In this study, we compared complete pathological downstaging (pCD, ≤(y)pT1N0) and overall survival (OS) in patients with cT2 versus cT3-4aN0M0 UC of the bladder undergoing radical cystectomy (RC) with or without neoadjuvant chemo- (NAC) or radiotherapy (NAR). A population-based sample of 5,517 patients, who underwent upfront RC versus NAC + RC or NAR + RC for cT2-4aN0M0 UC between 1995-2013, was identified from the Netherlands Cancer Registry.
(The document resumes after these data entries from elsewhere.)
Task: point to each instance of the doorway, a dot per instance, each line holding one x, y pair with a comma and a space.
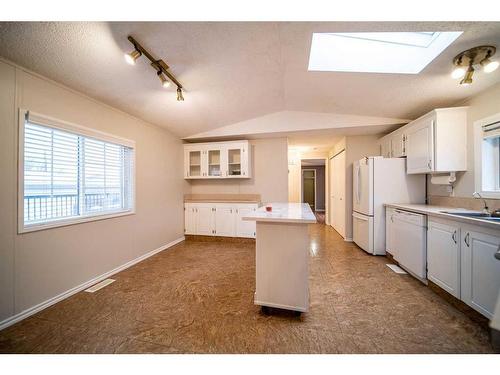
313, 184
337, 192
309, 187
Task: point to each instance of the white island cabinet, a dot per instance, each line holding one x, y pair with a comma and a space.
282, 255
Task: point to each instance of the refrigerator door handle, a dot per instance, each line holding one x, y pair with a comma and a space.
358, 185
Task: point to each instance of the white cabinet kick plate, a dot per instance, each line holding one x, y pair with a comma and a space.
102, 284
396, 269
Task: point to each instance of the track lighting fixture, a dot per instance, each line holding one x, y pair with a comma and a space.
467, 80
465, 61
132, 56
488, 65
180, 98
164, 82
160, 66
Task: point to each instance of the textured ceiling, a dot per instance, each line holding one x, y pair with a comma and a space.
235, 71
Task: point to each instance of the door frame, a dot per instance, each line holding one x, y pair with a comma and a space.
331, 160
302, 184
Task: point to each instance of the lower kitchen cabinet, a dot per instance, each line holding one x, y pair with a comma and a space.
461, 260
443, 255
480, 276
219, 219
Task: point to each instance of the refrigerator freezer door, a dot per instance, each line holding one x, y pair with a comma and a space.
362, 186
362, 231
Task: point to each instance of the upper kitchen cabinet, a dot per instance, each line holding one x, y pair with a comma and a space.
217, 160
398, 144
437, 141
393, 144
386, 146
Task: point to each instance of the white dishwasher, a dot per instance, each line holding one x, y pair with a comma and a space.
409, 242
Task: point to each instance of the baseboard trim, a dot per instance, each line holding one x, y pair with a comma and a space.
51, 301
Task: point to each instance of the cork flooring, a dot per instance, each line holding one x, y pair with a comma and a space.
197, 297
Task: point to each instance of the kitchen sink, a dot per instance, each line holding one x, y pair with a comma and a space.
474, 215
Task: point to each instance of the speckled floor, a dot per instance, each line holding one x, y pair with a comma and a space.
197, 297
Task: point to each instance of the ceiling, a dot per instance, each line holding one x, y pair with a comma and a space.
235, 71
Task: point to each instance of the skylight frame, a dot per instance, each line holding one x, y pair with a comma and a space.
378, 52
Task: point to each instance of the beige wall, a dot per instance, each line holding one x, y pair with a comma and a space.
269, 174
37, 266
356, 148
481, 106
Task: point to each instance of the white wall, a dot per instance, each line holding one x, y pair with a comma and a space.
37, 266
269, 174
483, 105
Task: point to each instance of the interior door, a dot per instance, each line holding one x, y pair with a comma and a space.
362, 186
309, 187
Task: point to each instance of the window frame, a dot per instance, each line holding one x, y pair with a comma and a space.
80, 130
478, 156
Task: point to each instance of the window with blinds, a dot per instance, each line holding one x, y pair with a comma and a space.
69, 176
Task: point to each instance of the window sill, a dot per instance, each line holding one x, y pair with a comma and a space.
490, 194
65, 222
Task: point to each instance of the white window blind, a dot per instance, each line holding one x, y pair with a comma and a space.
69, 176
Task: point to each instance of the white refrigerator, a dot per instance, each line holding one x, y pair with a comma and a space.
378, 180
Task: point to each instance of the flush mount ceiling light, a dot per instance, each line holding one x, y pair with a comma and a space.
465, 61
377, 52
159, 65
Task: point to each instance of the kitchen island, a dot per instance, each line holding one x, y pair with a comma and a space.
282, 255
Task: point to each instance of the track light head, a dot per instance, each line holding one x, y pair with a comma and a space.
180, 98
131, 57
467, 80
489, 65
164, 82
458, 72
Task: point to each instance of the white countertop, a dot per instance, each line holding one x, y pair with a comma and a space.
437, 212
283, 213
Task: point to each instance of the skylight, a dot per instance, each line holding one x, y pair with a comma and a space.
384, 52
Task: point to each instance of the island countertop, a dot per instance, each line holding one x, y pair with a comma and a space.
283, 213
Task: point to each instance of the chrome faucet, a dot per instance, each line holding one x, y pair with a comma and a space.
486, 211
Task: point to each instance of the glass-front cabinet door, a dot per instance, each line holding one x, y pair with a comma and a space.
214, 160
234, 161
194, 163
237, 160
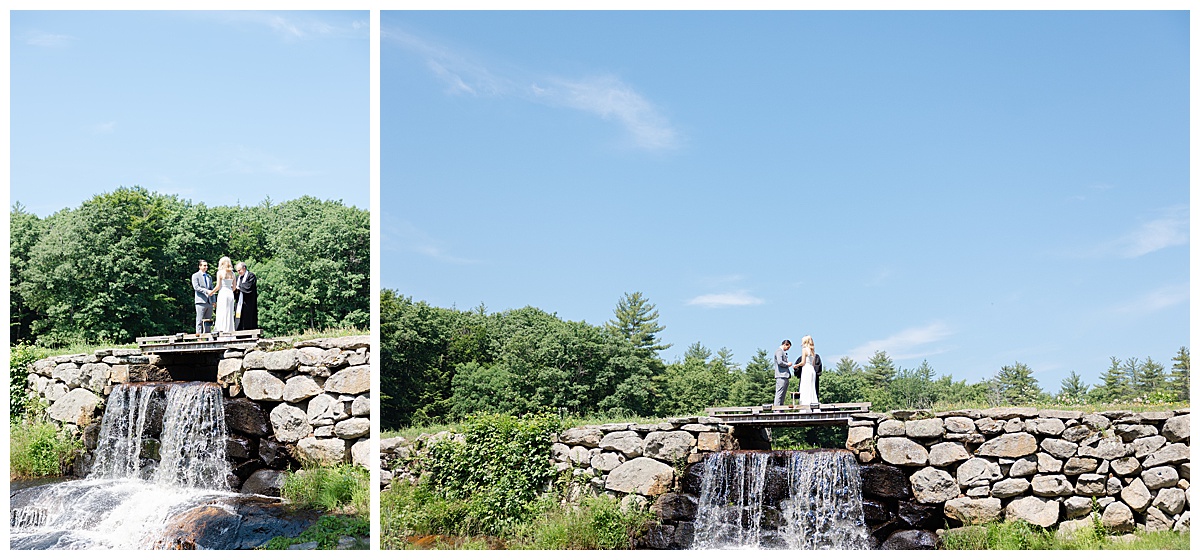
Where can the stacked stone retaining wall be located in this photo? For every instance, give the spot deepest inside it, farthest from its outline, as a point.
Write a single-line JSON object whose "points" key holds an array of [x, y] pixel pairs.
{"points": [[286, 403]]}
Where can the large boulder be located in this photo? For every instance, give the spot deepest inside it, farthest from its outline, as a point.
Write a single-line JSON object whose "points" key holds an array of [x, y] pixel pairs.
{"points": [[933, 486], [973, 511], [670, 446], [628, 443], [352, 380], [1038, 511], [641, 475], [77, 407], [1014, 445], [289, 423], [901, 451]]}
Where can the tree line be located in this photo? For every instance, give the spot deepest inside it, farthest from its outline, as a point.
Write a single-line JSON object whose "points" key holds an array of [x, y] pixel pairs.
{"points": [[119, 266], [442, 365]]}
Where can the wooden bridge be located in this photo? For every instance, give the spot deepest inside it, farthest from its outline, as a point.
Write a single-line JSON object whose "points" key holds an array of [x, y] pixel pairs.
{"points": [[193, 343], [789, 415]]}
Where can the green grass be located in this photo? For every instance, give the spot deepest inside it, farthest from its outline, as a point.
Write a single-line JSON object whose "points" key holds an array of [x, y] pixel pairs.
{"points": [[341, 489], [1023, 536], [36, 447]]}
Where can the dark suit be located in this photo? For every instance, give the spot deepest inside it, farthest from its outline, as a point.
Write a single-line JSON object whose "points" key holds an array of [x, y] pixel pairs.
{"points": [[247, 301]]}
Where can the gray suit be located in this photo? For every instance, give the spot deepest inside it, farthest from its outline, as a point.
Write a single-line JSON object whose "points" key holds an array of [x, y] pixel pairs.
{"points": [[783, 373], [202, 283]]}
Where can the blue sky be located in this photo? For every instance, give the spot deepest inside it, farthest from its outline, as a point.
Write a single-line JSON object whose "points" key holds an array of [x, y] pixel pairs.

Data were retrieved from individual patient files and pathology reports. pCD-rates were compared using Chi-square tests and OS was estimated by Kaplan-Meier analyses. Multivariable analyses were conducted to determine odds (OR) and hazard ratios (HR) for pCD-status and OS, respectively. We included 4,504 (82%) patients with cT2 and 1,013 (18%) with cT3-4a UC. Median follow-up was 9.2 years. In cT2 UC, pCD-rate was 25% after upfront RC versus 43% (p < 0.001) and 33% (p = 0.130) after NAC + RC and NAR + RC, respectively. In cT3-4a UC, pCD-rate was 8% after upfront RC versus 37% (p < 0.001) and 16% (p = 0.281) after NAC + RC and NAR + RC, respectively. In cT2 UC, 5-year OS was 57% and 51% for NAC + RC and upfront RC, respectively (p = 0.135), whereas in cT3-4a UC, 5-year OS was 55% for NAC + RC versus 36% for upfront RC (p < 0.001). In multivariable analysis for OS, NAC was beneficial in cT3-4a UC (HR: 0.67, 95%CI 0.51-0.89) but not in cT2 UC (HR: 0.91, 95%CI 0.72-1.15). NAR did not influence OS. In conclusion, NAC + RC was associated with superior pCD compared to RC alone and NAR + RC. Superior OS for NAC + RC compared to RC alone was especially evident in cT3-4a disease.

摘要

在这项研究中,我们比较了接受根治性膀胱切除术 (RC) 的膀胱癌患者中 cT2 与 cT3-4aN0M0 的完全病理降期 (pCD,≤(y)pT1N0) 和总生存 (OS),这些患者接受了新辅助化疗 (NAC) 或放疗 (NAR) 。从荷兰癌症登记处确定了一个 5517 名患者的基于人群的样本,这些患者在 1995 年至 2013 年间接受了 RC 与 NAC+RC 或 NAR+RC 治疗 cT2-4aN0M0 UC。从患者个人档案和病理报告中检索数据。使用卡方检验比较 pCD 率,使用 Kaplan-Meier 分析估计 OS。进行多变量分析以确定 pCD 状态和 OS 的优势比 (OR) 和风险比 (HR)。我们纳入了 4504 名 (82%) cT2 患者和 1013 名 (18%) cT3-4aUC 患者。中位随访时间为 9.2 年。在 cT2 UC 中,RC upfront 后 pCD 率为 25%,NAC+RC 后为 43%(p<0.001),NAR+RC 后为 33%(p=0.130)。在 cT3-4a UC 中,RC upfront 后 pCD 率为 8%,NAC+RC 后为 37%(p<0.001),NAR+RC 后为 16%(p=0.281)。在 cT2 UC 中,NAC+RC 和 RC upfront 的 5 年 OS 分别为 57%和 51%(p=0.135),而在 cT3-4a UC 中,NAC+RC 的 5 年 OS 为 55%,RC upfront 的 5 年 OS 为 36%(p<0.001)。在 OS 的多变量分析中,NAC 在 cT3-4a UC 中有益(HR:0.67,95%CI 0.51-0.89),但在 cT2 UC 中无益(HR:0.91,95%CI 0.72-1.15)。NAR 对 OS 没有影响。总之,与 RC 单独治疗相比,NAC+RC 与更好的 pCD 相关,与 NAR+RC 相关。与 RC 单独治疗相比,NAC+RC 的 OS 更高,尤其是在 cT3-4a 疾病中。